The Formal Proofs
26 theorems proved, 3 deferred, 10 stubs, 5 axioms. axiom = imported gap; sorry = unfinished body. All cited theorems live in LeanMining/NeuralGeometry/.
Status: loading…
JensenFloor
JensenFloor.lean — Deterministic sign-quantization geometry
Per-vector algebraic core: no probability, no distribution assumptions. Zero sorry, zero axiom.
cos_sign_quant_formula
theorem cos_sign_quant_formula {d : ℕ} (k : HeadVec d) (hk : k ≠ 0) (hd : 0 < d) :
hDot k (signQuant k) / (l2Norm k * l2Norm (signQuant k)) =
l1Norm k / (Real.sqrt d * l2Norm k)
The 1-bit cosine of key k equals ‖k‖₁ / (√d · ‖k‖₂). Status: proved. ↳ cites S2; visualised by widget-moment-ratio-ref, cross-model-table
cos_eq_one_iff_sign_lattice
theorem cos_eq_one_iff_sign_lattice {d : ℕ} (k : HeadVec d) (hk : k ≠ 0) (hd : 0 < d) :
l1Norm k / (Real.sqrt d * l2Norm k) = 1 ↔ ∀ i j : Fin d, |k i| = |k j|
Cosine alignment equals 1 if and only if all |k_i| are equal — key lies exactly on the sign hypercube. Status: proved. ↳ cites S2; visualised by widget-moment-ratio-ref
residual_energy_formula
theorem residual_energy_formula {d : ℕ} (k : HeadVec d) (hk : k ≠ 0) (hd : 0 < d) :
l2SqNorm (fun i => k i - signQuant k i) / l2SqNorm k =
1 - l1Norm k ^ 2 / (d * l2SqNorm k)
The fractional energy lost to 1-bit quantization equals sin²θ_k. Status: proved. ↳ cites S2; visualised by ppl-degradation
MomentRatioFloor
MomentRatioFloor.lean — Asymptotic floor theorems
Closes the per-vector algebra to the population-level β. Two sorry on SLLN measure-theoretic lifting (non-load-bearing).
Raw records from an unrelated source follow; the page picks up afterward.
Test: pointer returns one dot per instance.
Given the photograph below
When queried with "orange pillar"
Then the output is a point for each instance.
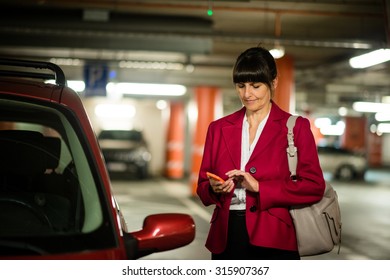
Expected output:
(374, 149)
(354, 137)
(284, 93)
(206, 101)
(175, 142)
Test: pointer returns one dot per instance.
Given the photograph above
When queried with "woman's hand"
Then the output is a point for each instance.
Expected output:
(246, 180)
(219, 187)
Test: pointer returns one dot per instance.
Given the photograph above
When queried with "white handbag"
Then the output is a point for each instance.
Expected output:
(317, 226)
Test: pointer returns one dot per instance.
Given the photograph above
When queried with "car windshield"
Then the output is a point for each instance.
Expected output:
(47, 186)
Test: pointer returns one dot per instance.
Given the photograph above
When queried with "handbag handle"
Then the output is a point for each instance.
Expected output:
(292, 151)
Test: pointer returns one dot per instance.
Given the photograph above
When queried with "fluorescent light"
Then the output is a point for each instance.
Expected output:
(370, 107)
(322, 122)
(383, 128)
(277, 52)
(370, 59)
(382, 116)
(337, 129)
(146, 89)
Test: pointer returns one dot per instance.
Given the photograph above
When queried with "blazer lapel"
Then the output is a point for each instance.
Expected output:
(272, 128)
(232, 135)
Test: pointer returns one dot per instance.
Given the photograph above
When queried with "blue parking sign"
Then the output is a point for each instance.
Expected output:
(96, 78)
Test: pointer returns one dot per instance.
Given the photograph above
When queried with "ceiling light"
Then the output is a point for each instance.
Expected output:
(370, 107)
(382, 116)
(277, 52)
(145, 89)
(370, 59)
(383, 128)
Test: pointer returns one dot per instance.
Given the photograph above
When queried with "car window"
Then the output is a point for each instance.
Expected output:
(47, 186)
(128, 135)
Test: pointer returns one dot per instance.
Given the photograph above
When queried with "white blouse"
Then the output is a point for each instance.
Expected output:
(239, 196)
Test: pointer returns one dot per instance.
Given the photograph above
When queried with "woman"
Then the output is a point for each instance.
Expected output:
(247, 149)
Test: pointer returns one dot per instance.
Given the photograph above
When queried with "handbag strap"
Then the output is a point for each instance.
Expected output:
(292, 151)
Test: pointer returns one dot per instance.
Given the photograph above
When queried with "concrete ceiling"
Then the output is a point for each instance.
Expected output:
(319, 35)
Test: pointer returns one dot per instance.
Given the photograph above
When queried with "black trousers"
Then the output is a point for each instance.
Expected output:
(239, 247)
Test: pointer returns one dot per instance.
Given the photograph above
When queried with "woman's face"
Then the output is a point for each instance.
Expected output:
(254, 96)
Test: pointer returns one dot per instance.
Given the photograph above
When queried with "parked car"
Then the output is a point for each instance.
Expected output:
(56, 199)
(125, 151)
(341, 163)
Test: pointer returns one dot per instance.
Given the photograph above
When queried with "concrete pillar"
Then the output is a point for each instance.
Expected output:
(285, 91)
(174, 168)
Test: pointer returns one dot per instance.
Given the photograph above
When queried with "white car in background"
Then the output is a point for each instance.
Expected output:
(342, 164)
iid_coord_moment_ratio_floor
theorem iid_coord_moment_ratio_floor {α : Type*} [MeasureSpace α] ...
: Tendsto (fun d : ℕ => ∫ ω : Ω, sinSqTheta d K ω) atTop
(𝓝 (1 - momentRatio mu1 mu2))
For identically distributed symmetric coordinates, the asymptotic 1-bit cosine converges to √β as d → ∞. Status: deferred (SLLN lifting). ↳ cites S2; visualised by widget-moment-ratio-ref
gaussian_moment_ratio_floor_eq
theorem gaussian_moment_ratio_floor_eq :
momentRatio (Real.sqrt (2 / Real.pi)) 1 = 2 / Real.pi
For Gaussian marginals, β = 2/π exactly — the isotropic floor is √(2/π) ≈ 0.7979. Status: proved. ↳ cites S3; visualised by widget-moment-ratio-ref, cross-model-table
IsotropicFloor
IsotropicFloor.lean — Isotropic distribution floor bounds
Two axioms covering the probabilistic isotropic distribution definition and the CLT asymptotic.
isotropic_floor_pos
theorem isotropic_floor_pos : (0 : ℝ) < 1 - 2 / Real.pi
The isotropic floor is strictly positive for any distribution with finite non-zero second moment. Status: proved. ↳ cites S3; links β-legend (SRHT floor band)
srht_achieves_isotropic_floor
axiom srht_achieves_isotropic_floor {d : ℕ} (K : CoordinateIsotropic d) :
∀ R : HeadMatrix d, IsOrthogonal R → ...
For coordinate-isotropic inputs, any data-independent rotation achieves exactly the isotropic floor — no data-free trick can beat √(2/π). Status: axiom (imported gap). ↳ cites S3; visualised by cross-model-table
MoEGauge
MoEGauge.lean — Gauge invariance and deployment free-pass
Zero sorry, zero axiom. Load-bearing for the deployment argument.
attention_score_gauge_invariance
theorem attention_score_gauge_invariance {d : ℕ} (R : HeadMatrix d) (k q : HeadVec d)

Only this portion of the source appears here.